Ses études et sa quête de la science :

Il fut élevé dans une famille de savants, et débuta ses études primaires et secondaires dans la ville de Shanshûr, lesquelles étaient basées sur le programme d’Al-Azhar. Lorsqu’elles furent achevées, il alla au Caire suivre des études avancées à l’université d’Al-Azhar, et y fut diplômé en l’an 1351 de l’Hégire, obtenant le diplôme le plus prestigieux. Lorsqu’il était au Caire, il rencontra et appris sous l’égide des renommés savants Ahmad Shâkir et Hâmid Al-Fiqqî.

Après avoir obtenu son diplôme, il continua en se spécialisant dans le domaine du Fiqh et de Ussûl al-Fiqh et obtint son diplôme dans le Fiqh et l’Ussûl Mâlikî en l’an 1355 de l’Hégire.

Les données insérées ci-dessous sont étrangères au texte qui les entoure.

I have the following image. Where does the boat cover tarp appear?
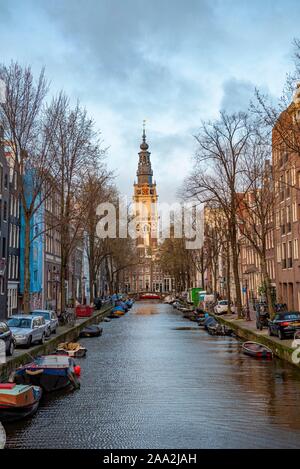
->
[0,384,35,407]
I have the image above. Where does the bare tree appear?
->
[186,112,252,317]
[238,137,276,316]
[0,63,57,312]
[47,92,103,310]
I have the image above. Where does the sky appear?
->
[0,0,300,202]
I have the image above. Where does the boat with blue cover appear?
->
[14,355,80,392]
[0,383,42,422]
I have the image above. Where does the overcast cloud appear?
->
[0,0,300,200]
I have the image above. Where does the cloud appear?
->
[220,77,255,113]
[0,0,300,200]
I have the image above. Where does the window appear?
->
[2,238,6,259]
[0,166,3,193]
[291,166,296,186]
[294,238,299,259]
[281,243,286,269]
[3,200,7,221]
[292,202,298,222]
[287,241,293,269]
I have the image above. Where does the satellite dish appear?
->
[0,422,6,449]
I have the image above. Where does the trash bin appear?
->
[75,305,94,318]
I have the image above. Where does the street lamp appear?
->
[82,275,87,305]
[53,272,60,313]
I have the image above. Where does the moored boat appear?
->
[56,342,87,358]
[79,324,103,337]
[14,355,80,392]
[139,293,160,300]
[242,341,273,359]
[207,322,233,336]
[0,383,42,422]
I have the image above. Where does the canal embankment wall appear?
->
[210,313,300,368]
[0,304,112,382]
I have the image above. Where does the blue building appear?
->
[20,174,44,309]
[0,127,9,319]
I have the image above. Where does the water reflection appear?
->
[6,303,300,448]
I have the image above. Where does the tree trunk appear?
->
[226,241,231,314]
[230,223,242,319]
[60,254,67,311]
[261,258,275,319]
[23,215,30,314]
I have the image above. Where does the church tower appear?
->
[133,121,158,257]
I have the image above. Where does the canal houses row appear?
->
[0,130,102,319]
[192,86,300,311]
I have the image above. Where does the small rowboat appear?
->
[139,293,160,300]
[56,342,87,358]
[79,324,103,337]
[242,342,273,359]
[0,383,42,422]
[14,355,80,392]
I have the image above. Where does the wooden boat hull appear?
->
[242,342,273,360]
[139,293,160,300]
[56,347,87,358]
[79,326,103,337]
[0,388,42,423]
[14,355,80,392]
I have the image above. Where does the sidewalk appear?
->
[0,304,112,382]
[212,314,300,368]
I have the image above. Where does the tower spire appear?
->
[143,119,146,143]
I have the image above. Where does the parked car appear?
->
[269,311,300,340]
[7,314,47,347]
[0,322,16,355]
[214,300,232,314]
[30,309,58,336]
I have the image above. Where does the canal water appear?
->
[6,303,300,449]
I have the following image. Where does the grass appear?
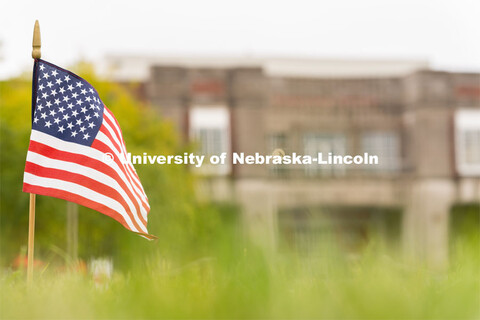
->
[0,236,480,319]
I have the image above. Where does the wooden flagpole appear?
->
[27,20,42,285]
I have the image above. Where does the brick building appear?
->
[101,57,480,264]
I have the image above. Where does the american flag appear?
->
[23,59,156,239]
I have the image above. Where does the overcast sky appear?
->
[0,0,480,79]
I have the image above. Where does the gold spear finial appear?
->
[32,20,42,59]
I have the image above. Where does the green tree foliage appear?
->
[0,63,232,266]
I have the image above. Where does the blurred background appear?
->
[0,0,480,318]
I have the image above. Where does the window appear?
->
[362,131,400,172]
[455,109,480,176]
[303,133,347,177]
[189,106,231,175]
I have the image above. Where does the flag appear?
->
[23,59,156,239]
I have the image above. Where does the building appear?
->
[101,57,480,265]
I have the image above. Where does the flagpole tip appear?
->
[32,20,42,59]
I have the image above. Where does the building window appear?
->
[455,109,480,176]
[362,131,401,172]
[303,133,347,177]
[189,106,231,175]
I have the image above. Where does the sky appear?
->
[0,0,480,79]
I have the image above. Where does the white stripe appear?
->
[27,151,142,224]
[30,130,147,225]
[96,131,147,217]
[103,108,150,200]
[23,172,148,233]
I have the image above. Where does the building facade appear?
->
[103,58,480,265]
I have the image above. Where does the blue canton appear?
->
[32,60,103,146]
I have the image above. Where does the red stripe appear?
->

Ensuite il poursuivit ses études et son acquisition de la science en prenant des livres des savants, en les étudiant et les examinant.

Ceux qui l’ont connu et ont vécu auprès lui le décrivent comme ayant une science encyclopédique, possédant diverses aptitudes intellectuelles et étant polyvalent dans toutes les sciences de l’Islam.

Ses positions et responsabilités religieuses :

Il travailla en qualité d’enseignant dans un institut éducationnel d’Al-Azhar en Egypte en l’an 1356 de l’Hégire, et pendant cette époque, il contrôla et vérifia le livre Al-‘Uluww de l’Imâm adh-Dhahabî.

Il dispensait également des cours dans les mosquées à travers ce pays.

Il est ensuite allé s’installer à Alexandrie où il participa à la construction de mosquées et à l’instruction du peuple.

Il fut choisi pour être le vice-président de la Jamâ’at Ansâr as-Sunnah al-Muhammadiyyah en l’an 1365 de l’Hégire, puis en occupa le poste de Président en l’an 1379 de l’Hégire.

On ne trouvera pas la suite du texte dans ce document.